In January 1948, Sam Raddon, the Park Record’s editor and publisher for almost 64 years, died at age 89. His son LaPage “Lee” Raddon assumed the reins of the paper.
However, just eight years later, in January 1956, LaPage died of a heart attack at age 54, leaving the paper in the hands of his widow, Maie Raddon, Lynx, and one other employee.
“Joe Street and I ran the paper from the time Lee died until April [1956], when Mrs. Raddon decided to sell it,” Lynx said. “We didn’t have any experience outside of mechanical work. But people used to write stuff down or telephone it in.”
The new owners of the Park Record were Louise and H.C. “Mac” McConaughy, who already produced two other area weekly papers out of a printshop in Morgan.
“They come up one Sunday with a big truck to move the Linotype out to Morgan,” Lynx said.

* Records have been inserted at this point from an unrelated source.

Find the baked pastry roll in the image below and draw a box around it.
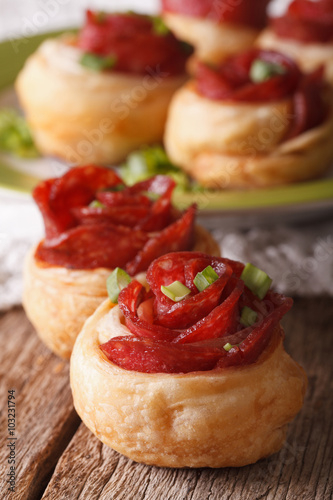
[71,252,307,467]
[162,0,269,66]
[16,11,189,165]
[257,0,333,85]
[23,166,219,359]
[165,49,333,189]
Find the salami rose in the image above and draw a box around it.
[196,49,327,139]
[270,0,333,43]
[162,0,269,29]
[100,252,292,373]
[33,165,195,275]
[78,11,191,76]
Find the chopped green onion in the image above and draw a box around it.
[180,40,193,55]
[120,146,190,190]
[240,306,258,326]
[89,200,105,208]
[150,16,170,36]
[241,263,273,300]
[250,59,286,83]
[0,109,39,158]
[80,52,117,71]
[106,267,131,304]
[161,281,191,302]
[193,266,219,292]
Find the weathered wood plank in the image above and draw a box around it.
[43,298,333,500]
[0,309,79,500]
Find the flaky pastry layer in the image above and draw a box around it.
[71,300,307,467]
[16,35,186,165]
[23,226,220,359]
[164,82,333,189]
[256,29,333,85]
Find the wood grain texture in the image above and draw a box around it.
[0,298,333,500]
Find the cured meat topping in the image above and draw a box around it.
[33,165,195,275]
[100,252,292,373]
[162,0,269,29]
[78,10,192,77]
[270,0,333,43]
[196,49,327,139]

“[Mac] McConaughy was short of help so he said, ‘You want a job?’ And I said, ‘Sure.’ So I went to Morgan Monday morning with the same old Linotype and I worked in Morgan for [another] 20 years.” Lynx moved his family to Morgan but kept his Park City house, which still stands today at 602 Park Avenue.

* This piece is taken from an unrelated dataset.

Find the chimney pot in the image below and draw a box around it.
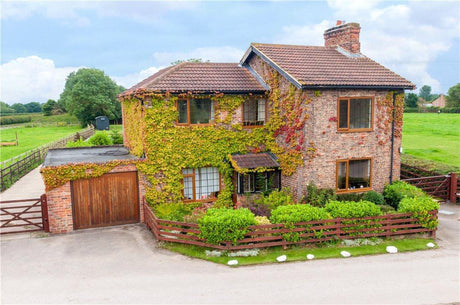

In Morgan, Lynx was the McConaughys’ strongest link with Park City. “I could … listen for hours [to] the stories he tells of his still much-loved hometown [of] Park City,” Louise McConaughy wrote in 1966.

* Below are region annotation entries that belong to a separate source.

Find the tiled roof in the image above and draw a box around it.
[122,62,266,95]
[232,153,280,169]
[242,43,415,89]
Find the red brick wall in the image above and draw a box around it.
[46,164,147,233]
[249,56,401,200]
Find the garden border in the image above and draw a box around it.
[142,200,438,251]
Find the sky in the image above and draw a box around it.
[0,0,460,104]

In March 1967 Lynx’s duties changed when the McConaughys bought a rudimentary computerized system to set columns of type for their newspapers. The Linotype was relegated to specialty print jobs.
Then, in September 1976, the McConaughys, struggling financially, sold their three newspapers to Richard and Susan Buys, the owners of the Wasatch Wave, and production was moved to Heber City. The old Linotype was scrapped and Lynx was out of a job for the first time since 1917. He lived another year in Morgan, then moved to Salt Lake City, where he died in 1988.
A lot of water has gone down Poison Creek since 1976, and the Park Record has changed hands several times. But Lynx’s 59 years of service to the paper remains second only to the legendary Sam Raddon.